Intrakinetochore Stretch Is Associated with Changes in Kinetochore Phosphorylation and Spindle Assembly Checkpoint Activity

• Published in: The Journal of cell biology Vol. 184; no. 3; pp. 373 - 381
• Main Authors: Maresca, Thomas J., Salmon, Edward D.
• Format: Journal Article
• Language: English
• Published: United States Rockefeller University Press 09.02.2009; The Rockefeller University Press
• Subjects: Anaphase; Animals; Cell cycle; Cell Cycle Proteins - genetics; Cell Cycle Proteins - metabolism; Cell division; Cell Line; Cells; Centromere - metabolism; Centromere - ultrastructure; Centromeres; Chromatin; Chromosomes; Colchicine - metabolism; Double stranded RNA; Drosophila melanogaster; Drosophila Proteins - genetics; Drosophila Proteins - metabolism; Epitopes - metabolism; Imaging; Kinetochores; Kinetochores - metabolism; Kinetochores - ultrastructure; Metaphase; Microtubules; Mitosis; Mitotic spindle apparatus; Paclitaxel - metabolism; Phosphorylation; Proteins; Recombinant Fusion Proteins - genetics; Recombinant Fusion Proteins - metabolism; RNA Interference; Spindle Apparatus - metabolism; Spindle Apparatus - ultrastructure; Stress, Mechanical; Tubulin Modulators - metabolism
• ISSN: 0021-9525; 1540-8140
• DOI: 10.1083/jcb.200808130

Cells have evolved a signaling pathway called the spindle assembly checkpoint (SAC) to increase the fidelity of chromosome segregation by generating a "wait anaphase" signal until all chromosomes are properly aligned within the mitotic spindle.

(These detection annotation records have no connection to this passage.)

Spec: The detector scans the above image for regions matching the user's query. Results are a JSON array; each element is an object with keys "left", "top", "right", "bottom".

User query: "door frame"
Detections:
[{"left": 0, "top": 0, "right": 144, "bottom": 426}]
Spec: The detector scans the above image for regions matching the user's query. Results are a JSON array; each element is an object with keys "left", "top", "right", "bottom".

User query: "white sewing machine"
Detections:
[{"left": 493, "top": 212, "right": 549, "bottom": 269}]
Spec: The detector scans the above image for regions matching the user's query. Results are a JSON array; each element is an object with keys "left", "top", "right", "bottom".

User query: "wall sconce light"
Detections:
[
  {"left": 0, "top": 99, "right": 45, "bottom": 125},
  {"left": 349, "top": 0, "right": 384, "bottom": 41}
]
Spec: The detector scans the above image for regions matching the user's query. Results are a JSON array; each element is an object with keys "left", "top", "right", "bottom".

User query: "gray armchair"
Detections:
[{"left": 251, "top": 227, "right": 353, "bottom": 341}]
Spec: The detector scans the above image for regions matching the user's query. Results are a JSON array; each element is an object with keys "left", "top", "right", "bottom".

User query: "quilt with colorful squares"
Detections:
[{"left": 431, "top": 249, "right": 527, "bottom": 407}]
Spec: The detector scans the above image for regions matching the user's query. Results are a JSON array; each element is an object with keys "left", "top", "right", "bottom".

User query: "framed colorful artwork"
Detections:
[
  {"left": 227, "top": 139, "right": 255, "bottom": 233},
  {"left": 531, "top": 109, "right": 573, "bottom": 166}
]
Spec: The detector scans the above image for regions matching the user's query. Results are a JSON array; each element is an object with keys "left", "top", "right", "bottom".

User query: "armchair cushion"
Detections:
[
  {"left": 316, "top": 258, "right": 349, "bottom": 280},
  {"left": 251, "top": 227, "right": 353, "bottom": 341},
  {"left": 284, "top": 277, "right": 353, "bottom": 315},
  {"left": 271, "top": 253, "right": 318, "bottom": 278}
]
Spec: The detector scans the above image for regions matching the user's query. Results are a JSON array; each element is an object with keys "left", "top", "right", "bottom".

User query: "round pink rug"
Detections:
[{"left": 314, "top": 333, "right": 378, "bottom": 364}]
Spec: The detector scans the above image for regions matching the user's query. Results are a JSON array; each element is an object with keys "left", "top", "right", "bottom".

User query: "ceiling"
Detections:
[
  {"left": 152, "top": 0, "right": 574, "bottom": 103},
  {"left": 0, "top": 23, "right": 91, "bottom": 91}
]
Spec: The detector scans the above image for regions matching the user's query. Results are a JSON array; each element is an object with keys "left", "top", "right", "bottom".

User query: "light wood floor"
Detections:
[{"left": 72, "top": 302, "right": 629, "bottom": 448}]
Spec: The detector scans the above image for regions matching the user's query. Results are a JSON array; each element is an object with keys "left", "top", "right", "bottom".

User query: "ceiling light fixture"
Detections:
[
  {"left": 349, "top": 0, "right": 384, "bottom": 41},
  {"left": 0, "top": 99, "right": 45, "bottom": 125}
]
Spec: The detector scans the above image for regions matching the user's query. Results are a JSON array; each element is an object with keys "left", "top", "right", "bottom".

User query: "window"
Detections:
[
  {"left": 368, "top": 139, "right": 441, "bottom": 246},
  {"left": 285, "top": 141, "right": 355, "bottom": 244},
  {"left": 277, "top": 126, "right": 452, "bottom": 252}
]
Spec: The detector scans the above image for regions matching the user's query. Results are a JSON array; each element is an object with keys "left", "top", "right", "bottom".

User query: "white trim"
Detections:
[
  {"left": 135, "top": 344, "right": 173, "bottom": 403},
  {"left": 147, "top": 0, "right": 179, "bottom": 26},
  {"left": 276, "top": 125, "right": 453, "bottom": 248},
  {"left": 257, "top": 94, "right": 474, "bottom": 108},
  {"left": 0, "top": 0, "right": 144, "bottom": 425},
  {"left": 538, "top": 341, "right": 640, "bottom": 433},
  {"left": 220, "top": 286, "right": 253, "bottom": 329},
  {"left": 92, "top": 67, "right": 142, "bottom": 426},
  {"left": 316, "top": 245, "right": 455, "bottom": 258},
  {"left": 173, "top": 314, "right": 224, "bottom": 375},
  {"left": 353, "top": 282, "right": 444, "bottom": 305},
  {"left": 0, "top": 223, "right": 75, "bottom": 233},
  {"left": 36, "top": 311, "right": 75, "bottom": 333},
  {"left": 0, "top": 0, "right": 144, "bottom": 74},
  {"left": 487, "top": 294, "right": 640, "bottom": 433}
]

It has been proposed that tension generated by the stretch of the centromeric chromatin of bioriented chromosomes stabilizes kinetochore microtubule attachments and turns off SAC activity. Although biorientation clearly causes stretching of the centromeric chromatin, it is unclear whether the kinetochore is also stretched. To test whether intrakinetochore stretch occurs and is involved in SAC regulation, we developed a Drosophila melanogaster S2 cell line expressing centromere identifier-mCherry and Ndc80-green fluorescent protein to mark the inner and outer kinetochore domains, respectively. We observed stretching within kinetochores of bioriented chromosomes by monitoring both inter- and intrakinetochore distances in live cell assays. This intrakinetochore stretch is largely independent of a 30-fold variation in centromere stretch. Furthermore, loss of intrakinetochore stretch is associated with enhancement of 3F3/2 phosphorylation and SAC activation.